A Motiva, empresa brasileira de infraestrutura, oficializou na terça-feira, 1º de setembro de 2026, a venda de sua plataforma de aeroportos ao grupo mexicano Asur, responsável por diversos terminais na América Latina. O negócio, avaliado em R$ 12,2 bilhões, inclui a entrega das operações de 20 aeroportos, sendo 17 localizados no Brasil e os demais em países como Equador, Costa Rica e Curaçao.

O grupo Asur investirá R$ 5,187 bilhões pela totalidade das ações da CPC Holding, o braço que gerencia os ativos aeroportuários da Motiva, e assumirá R$ 7,024 bilhões em dívidas relacionadas a esses ativos.
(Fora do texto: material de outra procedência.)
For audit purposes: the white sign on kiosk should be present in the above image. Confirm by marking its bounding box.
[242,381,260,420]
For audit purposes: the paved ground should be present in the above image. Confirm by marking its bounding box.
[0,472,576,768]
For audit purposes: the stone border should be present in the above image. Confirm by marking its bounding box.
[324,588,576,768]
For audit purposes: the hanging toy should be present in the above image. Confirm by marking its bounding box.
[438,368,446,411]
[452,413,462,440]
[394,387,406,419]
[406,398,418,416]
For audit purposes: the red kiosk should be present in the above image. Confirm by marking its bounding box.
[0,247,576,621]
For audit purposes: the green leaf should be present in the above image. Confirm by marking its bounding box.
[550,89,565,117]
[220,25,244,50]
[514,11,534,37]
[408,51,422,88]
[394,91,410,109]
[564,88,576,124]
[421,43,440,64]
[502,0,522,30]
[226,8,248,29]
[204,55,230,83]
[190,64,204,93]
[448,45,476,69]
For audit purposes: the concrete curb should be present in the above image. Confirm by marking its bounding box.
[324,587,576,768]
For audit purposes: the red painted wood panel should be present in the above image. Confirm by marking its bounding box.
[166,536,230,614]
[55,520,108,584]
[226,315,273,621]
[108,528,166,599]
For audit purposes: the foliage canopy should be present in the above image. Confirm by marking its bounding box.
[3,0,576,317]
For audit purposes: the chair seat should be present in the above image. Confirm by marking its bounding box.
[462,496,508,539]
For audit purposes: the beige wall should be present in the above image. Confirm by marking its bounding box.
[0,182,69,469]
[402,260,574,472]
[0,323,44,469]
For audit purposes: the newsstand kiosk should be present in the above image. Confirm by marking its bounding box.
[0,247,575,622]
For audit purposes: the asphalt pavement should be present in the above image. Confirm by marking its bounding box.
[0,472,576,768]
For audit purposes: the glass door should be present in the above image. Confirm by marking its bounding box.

A transação já havia sido anunciada anteriormente, em 18 de novembro de 2025.

Entre os aeroportos brasileiros incluídos na venda estão importantes terminais como Confins, Pampulha, Curitiba e Foz do Iguaçu. Em 2025, esses locais atenderam a cerca de 48 milhões de passageiros. Após a finalização do negócio, Asur declarou que as operações continuarão normalmente, sem mudanças nas equipes ou na estrutura operacional, assegurando a continuidade dos cerca de 1.000 funcionários que atuam nos terminais.

O grupo Asur, que já opera o aeroporto de Cancún e outros oito terminais, também possui ativos na Colômbia e em Porto Rico, além de manter presença comercial em três terminais nos Estados Unidos, nas cidades de Los Angeles, Nova York e Chicago. No último ano, sua rede movimentou impressionantes 71,6 milhões de passageiros, reforçando sua posição como uma das líderes no setor aeroportuário das Américas.

De acordo com a Motiva, a transação representa um passo significativo na execução de seu plano estratégico, que busca simplificar as operações e desbloquear valor dos ativos da companhia, fortalecendo sua capacidade de investimento em novos projetos de infraestrutura. Rodrigo Araujo Alves, vice-presidente de Finanças e Relações com Investidores da Motiva, enfatizou que a conclusão da venda é uma parte crucial desse movimento. Além disso, a operação no Brasil será conduzida por José Formoso, um executivo com vasta experiência no setor, tendo atuado em empresas como Embratel e Claro.